Personalized Client Solutions

In the future, the investor’s life will become even easier thanks to the systematic approach and customer experience of banks. This is especially true for personalized experiences based on artificial intelligence (AI) technologies. The customer will receive relevant information and even recommendations for strategic investment planning. And robo-advisers, using special algorithms, will learn customized plans based on customers’ key parameters.

Integration of Quantum Computing

Quantum computers no longer seem like something from the realm of science fiction. Their main advantage is speed. A quantum computer is able to solve calculations that a normal computer can cope with, for example, in 5 minutes in 5 seconds. This opens up limitless possibilities in the sphere of processing huge data arrays, analyzing risks, building optimal strategies for investors and making decisions with incredible accuracy.
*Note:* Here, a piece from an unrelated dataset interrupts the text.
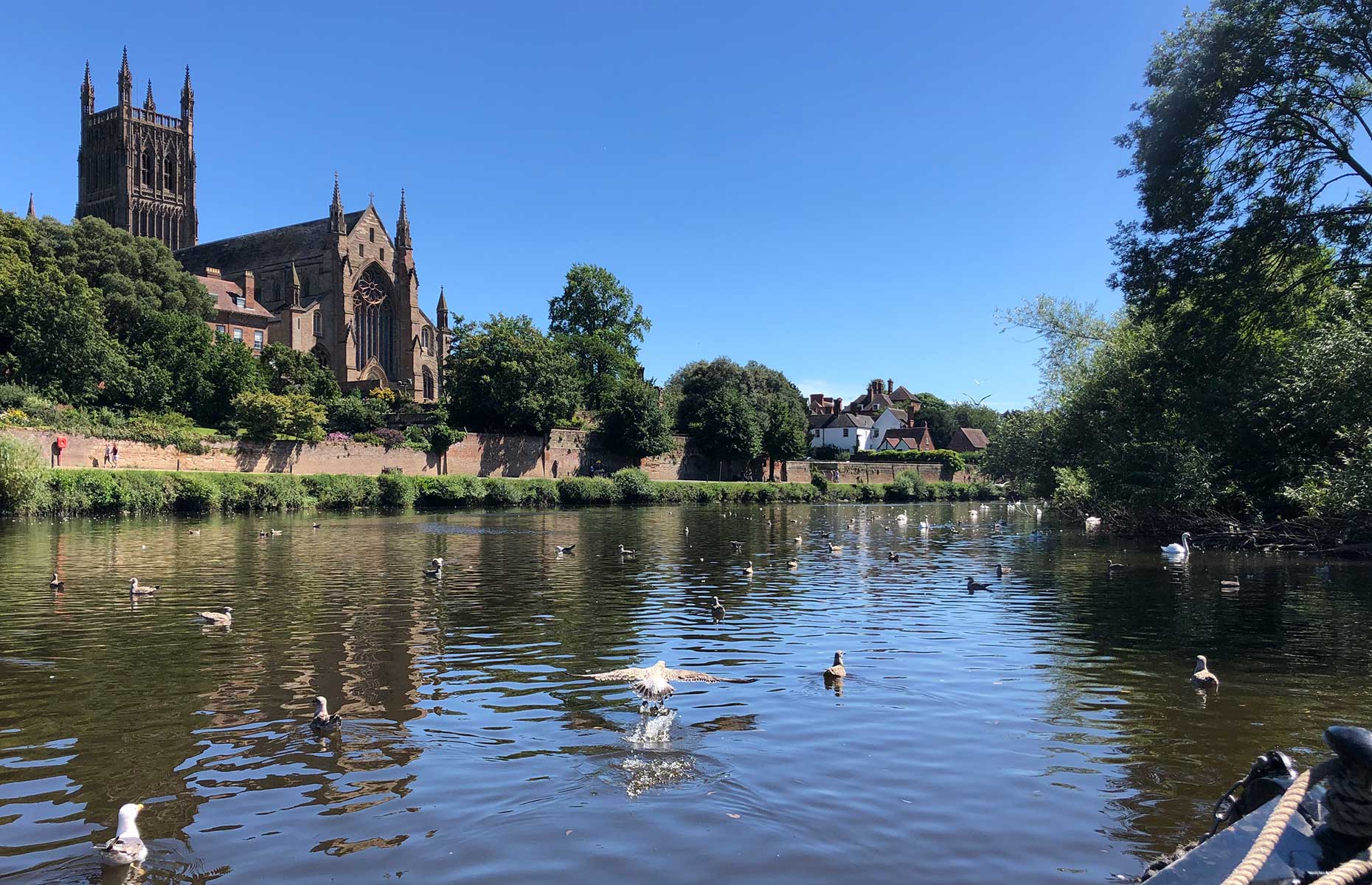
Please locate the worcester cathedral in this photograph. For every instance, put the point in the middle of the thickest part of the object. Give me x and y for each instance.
(339, 287)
Decentralized Finance Solutions (DeFi)

DeFi’s blockchain-based technology will allow customers and investors to dispense with intermediaries when making transactions. No need to go to traders or brokers, DeFi will make it possible to quickly conclude transactions through smart contracts using digital assets. It’s too early to say how much of an impact this will have on the investment banking sector, however, some investors are already looking forward to the mass adoption of decentralized finance technology.

Augmented and Virtual Reality

Apple’s virtual augmented reality helmet.

Augmented and virtual reality is expected to replace traditional monitors. An investor only needs to put on a special helmet to see terminal windows, open programs with analytics and perform all necessary operations without a keyboard, but with the help of gestures.

The advantage of augmented reality is that the client gets many windows in front of him without using traditional monitors. Gesture control will allow refusing keyboards and mice, which will make the work process faster and more efficient.